Times are good for the merchants of fossil fuels.
Coal is making a comeback in the U.S., natural gas prices are rising, and Saudis are living like kings off an oil market that is simply heavenly.
Just last year, demand for coal had dropped deeper than a canary lowered down a mine shaft. Prices had been pushed down by the natural gas fracking boom. But The Washington Post reports that demand and prices for coal have rebounded:
According to the latest data from the Energy Information Administration, coal has been reclaiming some — though not all — of its market share in 2013. …
[N]atural gas prices have been creeping up over the past year, thanks to a combination of a colder winter, higher demand for heating fuel, scaled-back drilling, and also new storage facilities that are preventing a glut of gas on the market. The ultra-low gas prices that were devastating the coal industry in 2011 and 2012 weren’t sustainable forever.
Coal company executives and natural gas frackers and retailers aren’t the only fossil-fuel profiteers who are partying right now. OPEC is also feeling pretty good these days.

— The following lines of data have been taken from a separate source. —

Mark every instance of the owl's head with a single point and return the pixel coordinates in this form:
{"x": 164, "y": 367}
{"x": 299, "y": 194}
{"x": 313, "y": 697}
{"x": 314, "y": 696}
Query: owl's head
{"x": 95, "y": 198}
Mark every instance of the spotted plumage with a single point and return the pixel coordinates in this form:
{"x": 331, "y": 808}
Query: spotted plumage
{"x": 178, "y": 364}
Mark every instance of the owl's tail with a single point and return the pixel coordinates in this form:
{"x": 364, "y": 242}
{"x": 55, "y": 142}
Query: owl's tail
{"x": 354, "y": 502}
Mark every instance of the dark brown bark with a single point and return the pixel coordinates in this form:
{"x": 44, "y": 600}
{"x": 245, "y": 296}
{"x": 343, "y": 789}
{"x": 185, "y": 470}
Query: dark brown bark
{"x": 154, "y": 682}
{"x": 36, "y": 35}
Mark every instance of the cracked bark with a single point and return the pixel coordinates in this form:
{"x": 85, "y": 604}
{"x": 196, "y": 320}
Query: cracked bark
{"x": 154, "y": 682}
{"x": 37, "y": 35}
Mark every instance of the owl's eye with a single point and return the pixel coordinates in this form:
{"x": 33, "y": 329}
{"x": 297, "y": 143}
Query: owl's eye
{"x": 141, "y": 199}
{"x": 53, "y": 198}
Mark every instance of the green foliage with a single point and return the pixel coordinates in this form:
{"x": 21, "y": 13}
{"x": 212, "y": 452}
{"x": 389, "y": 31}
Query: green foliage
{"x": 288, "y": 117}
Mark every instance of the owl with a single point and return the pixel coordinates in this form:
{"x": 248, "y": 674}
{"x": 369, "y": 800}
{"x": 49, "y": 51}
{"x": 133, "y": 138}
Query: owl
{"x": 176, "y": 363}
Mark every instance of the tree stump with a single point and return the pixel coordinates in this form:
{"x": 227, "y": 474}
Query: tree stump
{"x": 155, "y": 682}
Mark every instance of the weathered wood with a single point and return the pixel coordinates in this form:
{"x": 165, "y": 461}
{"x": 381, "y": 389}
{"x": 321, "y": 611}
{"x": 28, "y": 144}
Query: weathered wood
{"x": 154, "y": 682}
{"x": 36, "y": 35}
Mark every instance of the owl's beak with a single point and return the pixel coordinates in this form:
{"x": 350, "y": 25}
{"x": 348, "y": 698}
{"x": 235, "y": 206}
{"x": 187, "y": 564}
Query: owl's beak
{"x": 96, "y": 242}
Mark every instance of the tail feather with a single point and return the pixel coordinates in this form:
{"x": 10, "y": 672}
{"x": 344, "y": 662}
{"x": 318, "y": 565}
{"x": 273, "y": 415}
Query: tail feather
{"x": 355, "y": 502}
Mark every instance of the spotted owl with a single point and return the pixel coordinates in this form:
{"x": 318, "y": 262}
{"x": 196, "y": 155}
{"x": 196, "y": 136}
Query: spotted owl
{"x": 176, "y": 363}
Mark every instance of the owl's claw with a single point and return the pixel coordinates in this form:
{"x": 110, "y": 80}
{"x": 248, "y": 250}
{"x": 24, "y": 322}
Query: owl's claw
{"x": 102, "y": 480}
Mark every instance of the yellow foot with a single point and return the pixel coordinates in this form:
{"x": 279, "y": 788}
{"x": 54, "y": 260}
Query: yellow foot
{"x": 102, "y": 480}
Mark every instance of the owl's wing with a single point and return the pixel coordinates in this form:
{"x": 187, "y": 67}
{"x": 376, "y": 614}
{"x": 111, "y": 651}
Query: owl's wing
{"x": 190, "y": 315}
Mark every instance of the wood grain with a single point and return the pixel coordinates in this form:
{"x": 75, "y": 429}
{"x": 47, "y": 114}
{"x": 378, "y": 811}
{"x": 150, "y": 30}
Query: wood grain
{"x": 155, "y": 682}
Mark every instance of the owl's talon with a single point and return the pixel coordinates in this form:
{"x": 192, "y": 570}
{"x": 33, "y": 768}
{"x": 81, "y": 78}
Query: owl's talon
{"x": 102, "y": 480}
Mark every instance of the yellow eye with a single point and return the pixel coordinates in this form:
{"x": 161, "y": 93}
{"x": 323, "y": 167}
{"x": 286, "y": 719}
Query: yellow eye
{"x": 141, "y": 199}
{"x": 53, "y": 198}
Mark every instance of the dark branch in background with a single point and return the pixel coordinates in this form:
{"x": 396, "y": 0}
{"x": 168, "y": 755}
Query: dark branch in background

From Bloomberg:
Saudi Arabia, the world’s largest crude exporter, is content with current conditions in the oil market, the kingdom’s petroleum minister said three days before OPEC members meet to assess the group’s output policy.
“This is the best environment for the market,” Ali al-Naimi told reporters today in Vienna when asked about the balance of supply and demand. “Demand is great,” al-Naimi said as he arrived at his hotel.
Tides everywhere are rising in celebration.